Me quería dejar porque ya no era tan presumida como antes

 

A mí de pequeñita lo que más que gustaba era ponerme los tacones de mi madre y pintarme la cara con sus labiales y sus sombras. A ella le hacía mucha menos gracia, claro, porque le estropeaba las barras y le dejaba la cómoda perdida. Pero la mujer me concedía el capricho de cuando en cuando y yo era inmensamente feliz poniéndome la cara perdida.

Estaba deseando ser mayor para poder salir a la calle pintada como una puerta.

Crecí, me moderé un poco en el uso del color y empecé a buscar mi identidad. A partir de ese momento, fui alternando períodos en los que me arreglaba muchísimo con otros en los que pasaba de todo. A veces, dentro de la misma semana. Quiero decir, en lo concerniente a mi aspecto, soy muy voluble. Va en función de mi estado de ánimo, o por épocas, o por el precio del barril de Brent, yo qué sé.

Conocí a mi novio en una de las mejores etapas de mi vida a nivel emocional. Estaba terminando de estudiar, había empezado a hacer prácticas en un sitio genial y las cosas en general me iban bien. Desconozco si eso tenía algo que ver o no, pero por aquel entonces solía ir siempre vestida y emperifollada como para ir a pasar la tarde a Ascott. Que me faltaba la pamela, vamos. Esa racha no duró más que unos meses. Luego mi estilo se fue relajando un poco, aunque los tacones, el eyeliner y el morro pintado permanecieron un par de años más.

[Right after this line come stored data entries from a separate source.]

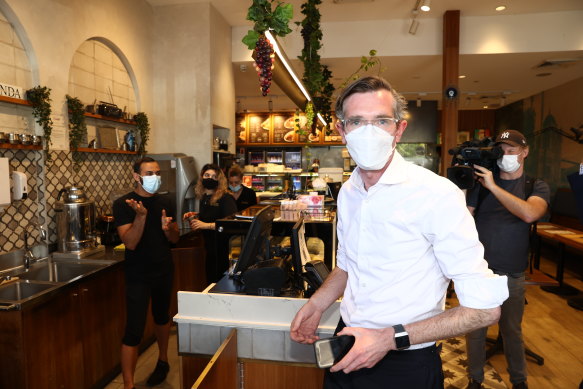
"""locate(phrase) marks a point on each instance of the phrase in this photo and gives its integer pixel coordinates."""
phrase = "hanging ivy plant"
(316, 76)
(77, 128)
(264, 19)
(366, 63)
(40, 99)
(260, 12)
(143, 128)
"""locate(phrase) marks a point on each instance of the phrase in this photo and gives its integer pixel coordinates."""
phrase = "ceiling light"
(414, 26)
(426, 6)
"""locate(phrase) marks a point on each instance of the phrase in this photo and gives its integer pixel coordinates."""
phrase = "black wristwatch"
(401, 337)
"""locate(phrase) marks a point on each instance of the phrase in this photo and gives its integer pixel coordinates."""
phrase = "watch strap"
(401, 337)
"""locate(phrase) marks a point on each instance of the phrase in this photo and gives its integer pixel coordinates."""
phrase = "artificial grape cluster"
(264, 58)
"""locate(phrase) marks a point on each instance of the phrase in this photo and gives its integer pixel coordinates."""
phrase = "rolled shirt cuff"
(482, 293)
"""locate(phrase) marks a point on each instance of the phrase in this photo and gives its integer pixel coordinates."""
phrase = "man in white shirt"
(403, 233)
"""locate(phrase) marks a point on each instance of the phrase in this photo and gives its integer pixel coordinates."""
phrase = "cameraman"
(504, 210)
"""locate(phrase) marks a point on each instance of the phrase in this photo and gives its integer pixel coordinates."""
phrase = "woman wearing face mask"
(214, 203)
(244, 196)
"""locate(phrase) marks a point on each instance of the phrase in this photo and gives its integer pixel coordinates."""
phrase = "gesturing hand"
(165, 221)
(370, 347)
(137, 206)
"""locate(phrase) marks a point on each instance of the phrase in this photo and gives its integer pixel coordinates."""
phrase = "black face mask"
(209, 183)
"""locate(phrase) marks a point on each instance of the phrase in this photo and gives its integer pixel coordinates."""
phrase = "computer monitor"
(315, 272)
(256, 245)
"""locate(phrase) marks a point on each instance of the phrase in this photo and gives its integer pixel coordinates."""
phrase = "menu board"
(283, 128)
(240, 129)
(258, 131)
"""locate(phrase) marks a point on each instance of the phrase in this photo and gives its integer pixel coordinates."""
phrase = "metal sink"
(20, 290)
(53, 271)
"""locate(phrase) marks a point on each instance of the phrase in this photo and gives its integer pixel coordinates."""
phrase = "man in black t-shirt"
(503, 219)
(146, 226)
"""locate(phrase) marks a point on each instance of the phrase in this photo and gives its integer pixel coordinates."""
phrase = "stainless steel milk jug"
(75, 220)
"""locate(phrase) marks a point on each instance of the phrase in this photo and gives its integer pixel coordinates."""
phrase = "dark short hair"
(372, 84)
(210, 166)
(139, 162)
(235, 171)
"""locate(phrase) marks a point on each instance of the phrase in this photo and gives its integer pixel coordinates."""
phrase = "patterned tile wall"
(100, 174)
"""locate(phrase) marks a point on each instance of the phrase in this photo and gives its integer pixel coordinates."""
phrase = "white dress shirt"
(402, 241)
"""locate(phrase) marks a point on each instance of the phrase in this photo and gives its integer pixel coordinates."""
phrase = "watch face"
(451, 93)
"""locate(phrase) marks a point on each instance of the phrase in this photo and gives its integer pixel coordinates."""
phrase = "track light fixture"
(426, 6)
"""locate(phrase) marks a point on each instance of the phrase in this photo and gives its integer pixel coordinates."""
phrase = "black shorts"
(138, 295)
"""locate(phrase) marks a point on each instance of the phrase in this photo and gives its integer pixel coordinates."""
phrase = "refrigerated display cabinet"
(256, 157)
(274, 156)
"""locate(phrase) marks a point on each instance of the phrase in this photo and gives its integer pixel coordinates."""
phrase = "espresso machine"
(179, 177)
(75, 224)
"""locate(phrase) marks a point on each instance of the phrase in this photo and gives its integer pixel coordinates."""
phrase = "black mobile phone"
(331, 350)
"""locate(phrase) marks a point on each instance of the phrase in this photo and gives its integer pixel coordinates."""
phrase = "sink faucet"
(29, 257)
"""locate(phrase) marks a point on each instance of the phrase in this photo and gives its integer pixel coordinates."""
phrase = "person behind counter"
(244, 196)
(144, 222)
(403, 233)
(215, 203)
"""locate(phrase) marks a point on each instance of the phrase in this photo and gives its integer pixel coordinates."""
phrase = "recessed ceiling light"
(426, 6)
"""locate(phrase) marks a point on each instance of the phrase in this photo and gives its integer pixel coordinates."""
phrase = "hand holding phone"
(331, 350)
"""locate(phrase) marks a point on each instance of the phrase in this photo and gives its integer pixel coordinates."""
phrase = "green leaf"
(250, 40)
(283, 12)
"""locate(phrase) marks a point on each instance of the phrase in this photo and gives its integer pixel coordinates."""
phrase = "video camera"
(483, 153)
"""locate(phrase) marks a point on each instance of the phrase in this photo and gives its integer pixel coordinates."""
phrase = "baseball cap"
(511, 137)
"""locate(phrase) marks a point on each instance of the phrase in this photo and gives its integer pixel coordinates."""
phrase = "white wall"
(223, 84)
(52, 30)
(556, 31)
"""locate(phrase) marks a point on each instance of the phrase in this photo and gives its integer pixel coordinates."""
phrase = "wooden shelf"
(106, 151)
(110, 119)
(21, 147)
(12, 100)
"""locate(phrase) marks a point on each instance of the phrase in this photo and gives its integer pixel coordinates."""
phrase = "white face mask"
(370, 147)
(151, 184)
(508, 163)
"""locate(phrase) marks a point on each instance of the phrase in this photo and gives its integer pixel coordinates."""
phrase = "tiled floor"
(147, 362)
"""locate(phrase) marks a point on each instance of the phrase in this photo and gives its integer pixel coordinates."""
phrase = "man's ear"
(340, 129)
(402, 125)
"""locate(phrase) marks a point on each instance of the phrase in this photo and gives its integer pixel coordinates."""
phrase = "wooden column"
(449, 112)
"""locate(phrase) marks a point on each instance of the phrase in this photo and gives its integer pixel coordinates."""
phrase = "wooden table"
(564, 237)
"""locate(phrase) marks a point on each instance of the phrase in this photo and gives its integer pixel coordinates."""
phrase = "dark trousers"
(411, 369)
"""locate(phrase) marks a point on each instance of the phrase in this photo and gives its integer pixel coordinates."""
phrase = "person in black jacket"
(244, 196)
(214, 203)
(145, 224)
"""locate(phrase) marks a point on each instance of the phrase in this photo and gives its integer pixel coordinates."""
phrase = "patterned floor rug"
(455, 361)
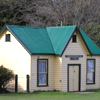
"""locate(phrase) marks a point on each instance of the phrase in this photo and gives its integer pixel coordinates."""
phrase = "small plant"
(6, 75)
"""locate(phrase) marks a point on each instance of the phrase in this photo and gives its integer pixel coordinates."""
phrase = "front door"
(73, 77)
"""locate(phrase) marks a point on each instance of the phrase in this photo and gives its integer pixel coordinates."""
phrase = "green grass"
(51, 96)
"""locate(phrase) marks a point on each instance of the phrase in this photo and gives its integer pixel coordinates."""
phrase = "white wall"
(16, 58)
(77, 48)
(54, 73)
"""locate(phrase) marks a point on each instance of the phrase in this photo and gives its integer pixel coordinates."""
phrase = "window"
(74, 38)
(90, 71)
(42, 72)
(7, 37)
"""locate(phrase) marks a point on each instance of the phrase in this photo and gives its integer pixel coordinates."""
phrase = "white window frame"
(46, 83)
(93, 71)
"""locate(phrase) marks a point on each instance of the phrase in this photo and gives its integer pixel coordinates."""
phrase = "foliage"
(51, 96)
(6, 75)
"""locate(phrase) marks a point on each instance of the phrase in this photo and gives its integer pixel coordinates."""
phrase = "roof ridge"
(50, 40)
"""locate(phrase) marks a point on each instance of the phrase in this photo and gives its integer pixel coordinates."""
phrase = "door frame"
(79, 88)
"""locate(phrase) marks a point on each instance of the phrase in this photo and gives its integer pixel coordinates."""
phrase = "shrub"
(6, 75)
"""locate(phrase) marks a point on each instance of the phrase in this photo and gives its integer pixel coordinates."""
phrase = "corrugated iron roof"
(48, 40)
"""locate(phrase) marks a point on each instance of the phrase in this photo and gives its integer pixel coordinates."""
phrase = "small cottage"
(59, 58)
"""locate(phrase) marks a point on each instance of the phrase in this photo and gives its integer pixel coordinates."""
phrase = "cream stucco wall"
(16, 58)
(79, 48)
(54, 73)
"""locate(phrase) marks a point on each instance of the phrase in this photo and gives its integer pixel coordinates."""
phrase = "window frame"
(6, 38)
(91, 71)
(75, 38)
(39, 85)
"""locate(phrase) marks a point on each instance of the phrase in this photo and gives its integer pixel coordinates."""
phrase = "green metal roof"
(93, 48)
(59, 36)
(48, 40)
(35, 39)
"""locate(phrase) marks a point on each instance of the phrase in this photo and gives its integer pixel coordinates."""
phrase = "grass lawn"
(51, 96)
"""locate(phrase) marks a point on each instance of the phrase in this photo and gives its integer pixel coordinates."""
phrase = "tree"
(6, 75)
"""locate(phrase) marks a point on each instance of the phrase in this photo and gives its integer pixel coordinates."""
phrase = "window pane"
(42, 79)
(7, 37)
(42, 66)
(74, 38)
(90, 66)
(90, 77)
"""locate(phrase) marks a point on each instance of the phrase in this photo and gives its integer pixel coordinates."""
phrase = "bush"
(6, 75)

Hasta que, de forma paulatina, me fui instalando en un estilo mucho más casual. Llámale casual, cómodo o incluso tiradillo, según me levantara por la mañana y lo que tuviera que hacer a lo largo del día. A mí este cambio no me parecía nada destacable, la gente cambia con los años o con las circunstancias. Es normal.

 

Me quería dejar porque ya no era tan presumida como antes

 

El tema es que ese cambio en mi apariencia coincidió con un bache en nuestra relación. No un bache, fue más una fase de estabilización. Algo relacionado con la madurez de la propia relación. Ya no había euforia ni mariposas en el estómago. Llevábamos una buena temporada conviviendo y ya no quedaba magia ni secretos. Pero a mí eso no me parecía nada malo, simplemente era diferente. Yo me quedaba con la tranquilidad, la serenidad, la confianza.

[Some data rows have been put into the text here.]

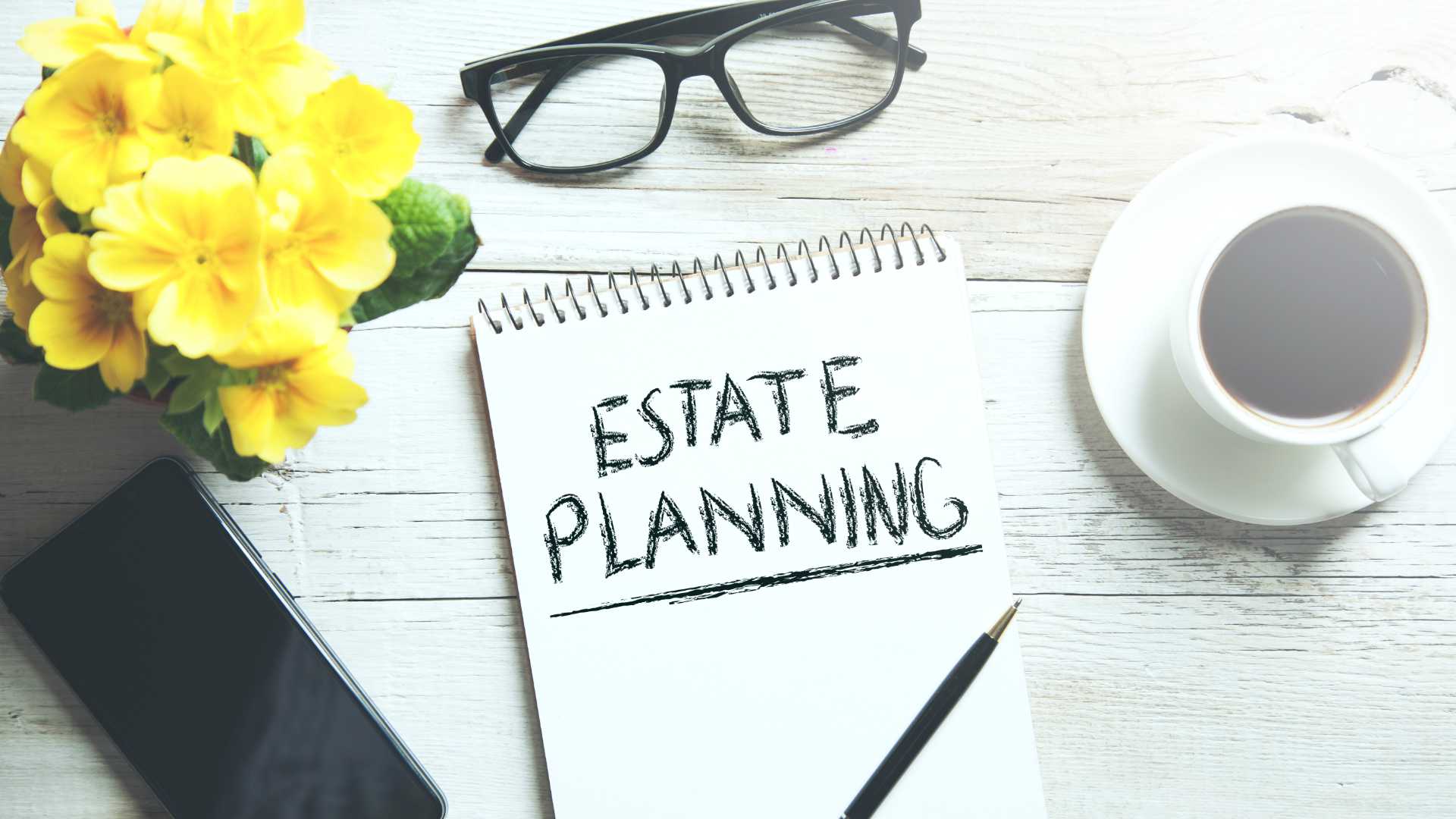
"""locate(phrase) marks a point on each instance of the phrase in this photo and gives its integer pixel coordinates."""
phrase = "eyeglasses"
(606, 98)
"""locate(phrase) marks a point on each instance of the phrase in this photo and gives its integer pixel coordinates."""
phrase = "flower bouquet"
(199, 210)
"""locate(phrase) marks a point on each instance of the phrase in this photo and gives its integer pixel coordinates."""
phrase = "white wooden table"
(1180, 665)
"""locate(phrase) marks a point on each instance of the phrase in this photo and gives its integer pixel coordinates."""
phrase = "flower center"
(289, 251)
(114, 308)
(273, 376)
(200, 257)
(108, 124)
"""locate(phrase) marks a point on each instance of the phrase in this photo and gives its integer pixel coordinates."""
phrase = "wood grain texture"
(1180, 665)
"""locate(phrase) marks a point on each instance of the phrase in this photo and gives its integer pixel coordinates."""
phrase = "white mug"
(1378, 445)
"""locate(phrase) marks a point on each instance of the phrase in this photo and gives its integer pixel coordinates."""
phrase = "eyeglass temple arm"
(664, 27)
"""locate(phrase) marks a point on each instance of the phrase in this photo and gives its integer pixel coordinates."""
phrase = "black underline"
(756, 583)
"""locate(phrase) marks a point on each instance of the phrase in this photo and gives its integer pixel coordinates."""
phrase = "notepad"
(753, 525)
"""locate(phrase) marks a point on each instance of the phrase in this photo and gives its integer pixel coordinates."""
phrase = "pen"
(930, 716)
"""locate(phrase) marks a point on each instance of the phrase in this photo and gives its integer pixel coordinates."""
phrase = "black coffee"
(1310, 315)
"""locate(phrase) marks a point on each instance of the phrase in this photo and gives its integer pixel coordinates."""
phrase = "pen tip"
(995, 632)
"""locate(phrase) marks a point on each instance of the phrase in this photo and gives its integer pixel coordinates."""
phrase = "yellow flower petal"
(36, 183)
(19, 295)
(360, 259)
(187, 240)
(169, 17)
(72, 334)
(82, 175)
(130, 253)
(127, 359)
(82, 121)
(12, 174)
(50, 218)
(60, 273)
(58, 42)
(265, 74)
(251, 417)
(367, 139)
(210, 200)
(27, 241)
(191, 53)
(187, 118)
(322, 245)
(277, 337)
(201, 316)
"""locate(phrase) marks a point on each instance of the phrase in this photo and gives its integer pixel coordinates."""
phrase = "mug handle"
(1382, 461)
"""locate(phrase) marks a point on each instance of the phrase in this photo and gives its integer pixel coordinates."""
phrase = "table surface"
(1178, 665)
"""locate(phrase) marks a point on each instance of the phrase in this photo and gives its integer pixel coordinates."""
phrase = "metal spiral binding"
(701, 275)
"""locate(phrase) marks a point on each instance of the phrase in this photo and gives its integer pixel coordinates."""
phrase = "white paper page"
(778, 687)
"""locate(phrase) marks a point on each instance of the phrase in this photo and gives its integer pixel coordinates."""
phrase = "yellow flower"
(36, 215)
(83, 124)
(80, 322)
(60, 41)
(322, 246)
(254, 55)
(187, 241)
(367, 139)
(303, 384)
(187, 120)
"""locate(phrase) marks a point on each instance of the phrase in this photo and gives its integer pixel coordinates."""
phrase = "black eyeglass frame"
(736, 20)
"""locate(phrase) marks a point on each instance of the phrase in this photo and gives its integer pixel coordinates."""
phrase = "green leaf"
(181, 366)
(216, 447)
(72, 390)
(158, 376)
(251, 152)
(212, 413)
(6, 215)
(194, 390)
(15, 346)
(433, 241)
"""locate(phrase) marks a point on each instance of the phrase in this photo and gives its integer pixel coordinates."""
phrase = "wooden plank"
(1145, 706)
(1180, 665)
(1027, 130)
(405, 502)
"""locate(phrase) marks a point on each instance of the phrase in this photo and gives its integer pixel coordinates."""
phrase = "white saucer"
(1125, 324)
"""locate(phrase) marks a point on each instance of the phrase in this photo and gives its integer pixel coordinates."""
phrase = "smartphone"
(199, 664)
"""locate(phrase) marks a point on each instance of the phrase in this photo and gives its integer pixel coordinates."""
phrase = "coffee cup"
(1310, 324)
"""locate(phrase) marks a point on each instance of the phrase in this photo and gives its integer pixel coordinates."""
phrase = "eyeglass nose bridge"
(695, 63)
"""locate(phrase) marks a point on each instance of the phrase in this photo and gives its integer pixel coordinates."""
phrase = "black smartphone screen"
(166, 629)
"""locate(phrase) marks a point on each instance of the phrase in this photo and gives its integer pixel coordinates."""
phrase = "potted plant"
(197, 212)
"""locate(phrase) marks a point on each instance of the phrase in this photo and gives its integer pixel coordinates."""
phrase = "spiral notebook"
(753, 525)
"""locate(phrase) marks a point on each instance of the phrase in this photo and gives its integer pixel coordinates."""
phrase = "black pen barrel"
(921, 729)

Él, en cambio, no. Empezó a decir que estábamos mal, que teníamos que esforzarnos, reavivar la pasión… Eso, al principio.

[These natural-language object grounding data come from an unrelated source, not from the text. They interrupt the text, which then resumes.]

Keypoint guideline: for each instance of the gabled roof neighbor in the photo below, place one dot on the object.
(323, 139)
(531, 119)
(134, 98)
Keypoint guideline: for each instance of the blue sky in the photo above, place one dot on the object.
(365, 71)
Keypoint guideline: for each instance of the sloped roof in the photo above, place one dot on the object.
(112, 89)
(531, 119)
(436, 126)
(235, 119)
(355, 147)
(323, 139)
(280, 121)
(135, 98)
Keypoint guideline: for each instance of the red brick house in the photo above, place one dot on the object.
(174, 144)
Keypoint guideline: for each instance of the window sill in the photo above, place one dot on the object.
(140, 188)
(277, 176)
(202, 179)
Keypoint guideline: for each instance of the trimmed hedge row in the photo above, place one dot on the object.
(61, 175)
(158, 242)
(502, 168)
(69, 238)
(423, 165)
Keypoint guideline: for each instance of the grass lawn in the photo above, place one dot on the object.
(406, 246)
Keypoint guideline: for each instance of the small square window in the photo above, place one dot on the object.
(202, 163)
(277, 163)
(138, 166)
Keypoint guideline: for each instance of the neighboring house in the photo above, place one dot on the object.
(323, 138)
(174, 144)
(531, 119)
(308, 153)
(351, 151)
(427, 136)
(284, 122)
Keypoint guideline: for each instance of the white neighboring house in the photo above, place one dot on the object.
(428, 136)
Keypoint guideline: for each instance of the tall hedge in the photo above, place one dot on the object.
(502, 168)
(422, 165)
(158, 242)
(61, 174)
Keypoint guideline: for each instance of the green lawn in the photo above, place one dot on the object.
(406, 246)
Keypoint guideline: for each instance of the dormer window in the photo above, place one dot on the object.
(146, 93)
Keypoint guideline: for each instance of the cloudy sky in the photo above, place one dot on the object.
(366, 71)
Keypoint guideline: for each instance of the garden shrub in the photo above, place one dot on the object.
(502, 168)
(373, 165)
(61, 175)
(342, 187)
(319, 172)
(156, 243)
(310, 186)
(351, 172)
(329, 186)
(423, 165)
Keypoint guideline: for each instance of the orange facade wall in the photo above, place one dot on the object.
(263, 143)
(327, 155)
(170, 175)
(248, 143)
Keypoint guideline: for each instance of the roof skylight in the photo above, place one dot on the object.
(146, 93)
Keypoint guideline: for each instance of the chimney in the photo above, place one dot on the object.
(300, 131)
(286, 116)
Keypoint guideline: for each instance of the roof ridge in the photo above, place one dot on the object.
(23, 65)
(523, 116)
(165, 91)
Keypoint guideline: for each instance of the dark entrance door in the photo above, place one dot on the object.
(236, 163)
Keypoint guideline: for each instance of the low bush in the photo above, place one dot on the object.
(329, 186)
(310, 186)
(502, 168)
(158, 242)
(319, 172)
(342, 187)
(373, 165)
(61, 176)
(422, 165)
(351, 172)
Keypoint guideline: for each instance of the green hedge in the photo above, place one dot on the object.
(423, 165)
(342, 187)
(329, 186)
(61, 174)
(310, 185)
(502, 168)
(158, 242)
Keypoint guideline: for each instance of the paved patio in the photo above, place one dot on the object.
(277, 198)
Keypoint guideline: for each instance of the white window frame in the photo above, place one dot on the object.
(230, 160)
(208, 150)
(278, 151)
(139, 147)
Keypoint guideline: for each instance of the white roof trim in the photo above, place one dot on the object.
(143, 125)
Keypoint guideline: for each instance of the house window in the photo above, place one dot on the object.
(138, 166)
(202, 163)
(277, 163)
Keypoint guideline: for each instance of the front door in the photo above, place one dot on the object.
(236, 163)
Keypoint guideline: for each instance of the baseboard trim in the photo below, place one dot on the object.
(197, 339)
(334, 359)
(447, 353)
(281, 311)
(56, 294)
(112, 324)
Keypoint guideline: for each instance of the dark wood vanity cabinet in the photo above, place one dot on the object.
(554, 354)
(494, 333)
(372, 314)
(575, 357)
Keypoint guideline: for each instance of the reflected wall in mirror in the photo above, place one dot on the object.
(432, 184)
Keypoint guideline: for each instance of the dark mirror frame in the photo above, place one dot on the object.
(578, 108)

Después el discurso comenzó a cambiar.

Ya no era ‘tenemos’ ni ‘nos’. Era ‘tienes’ y ‘tú’. Todo era culpa mía. Y, la base de todos nuestros problemas, a su juicio, era que me había abandonado. Y lo había abandonado a él.

Pues, por lo visto, una no puede ponerse un chándal o unas mallas o ir con la cara lavada, sin que eso suponga que ya no está enamorada. O que no tiene ningún interés en su pareja.

Según él, yo debía maquillarme y subirme a unos tacones para demostrarle mi amor. Para demostrarle que me importaba. Porque echaba de menos a la chica de la que se había enamorado. Reconozco que estuve a punto de sucumbir. Llegué a plantearme si de verdad me suponía tanto esfuerzo complacerle. Pero al final no lo hice, no me dio la gana.

Él me quería dejar porque ya no era tan presumida como antes, así que se lo puse fácil y le dejé yo.